На юридическом факультете Иркутского госуниверситета учился сын А. Ольхона – Рюрик Ольхон. Ректору было направлено письмо с просьбой обеспечить его стипендией, так как «материальное положение в семье крайне напряжённое, Рюрик Ольхон получает пенсию всего 130 рублей. Других источников для существования в семье Ольхона нет. Вдова А. Ольхона пенсии не получает и находится на иждивении дочери, у которой своя семья».
Как могли, издавали книги ушедших. И не только потому, что они были востребованы читателем, – материальная сторона нередко оказывалась определяющий. Продвигали произведения П.П. Петрова, И.Г. Гольдберга, И.И. Молчанова-Сибирского, А. Ольхона.
Много усилий для реабилитации иркутских писателей прилагал Г.М. Марков. В частности, он был одним из инициаторов возвращения произведений репрессированного иркутского писателя А. Балина. Он писал в Генеральную прокуратуру от имени секретариата правления Союза писателей СССР, который возглавлял, с просьбой пересмотра дела.

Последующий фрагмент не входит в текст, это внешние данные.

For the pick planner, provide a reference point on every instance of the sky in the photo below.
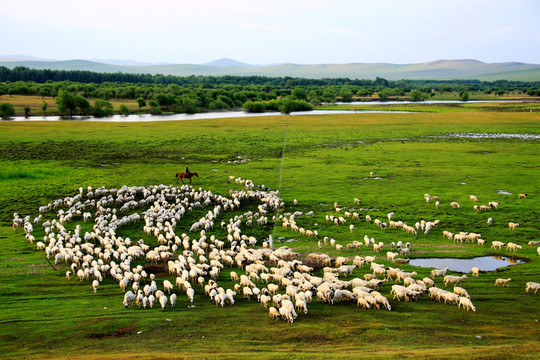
(274, 31)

Иркутская писательская организация и в мирное время, и в годы войны была, как и положено советским литераторам, что называется, на виду. По-этому и быт оказывался у всех примерно одинаковым, и условия жизни примерно равны. Более состоятельно жили те, кто кроме писательства имел постоянную хорошо оплачиваемую работу или в силу востребованности и всероссийской известности постоянно издавался.
В бытовых вопросах, безусловно, использовались и связи, и приближенность к власти, и собственно отношение власти к писательскому союзу.
В целом жили провинциальные писатели небогато. А зачастую – бедно или очень бедно. Скромным был не только личный быт творческого человека, но и его повседневная общественная работа. К 1950 году имущество всей писательской организации оценивалось в 19514 рублей. Состояло оно из книжного шкафа, письменного стола и стульев рижского производства, трёх шахматных столиков, трёх круглых столов, трёх тумбочек, радиолы, двух ковров и дорожки. Впрочем, похожий спартанский стиль был присущ практически всем казённым учреждениям.
Показательным можно считать заявление будущего лауреата Сталинской премии поэта и прозаика Константина Седых: «В связи с новым обострением моей болезни мне требуется переливание крови и дрожжевое лечение. И то и другое требует денег, а моё материальное положение сейчас таково, что найти нужных средств я не имею возможности. Поэтому прошу выдать мне из средств Литфонда безвозвратную ссуду в сумме 6700 рублей. Помощью Литфонда я не пользовался с 1940 года».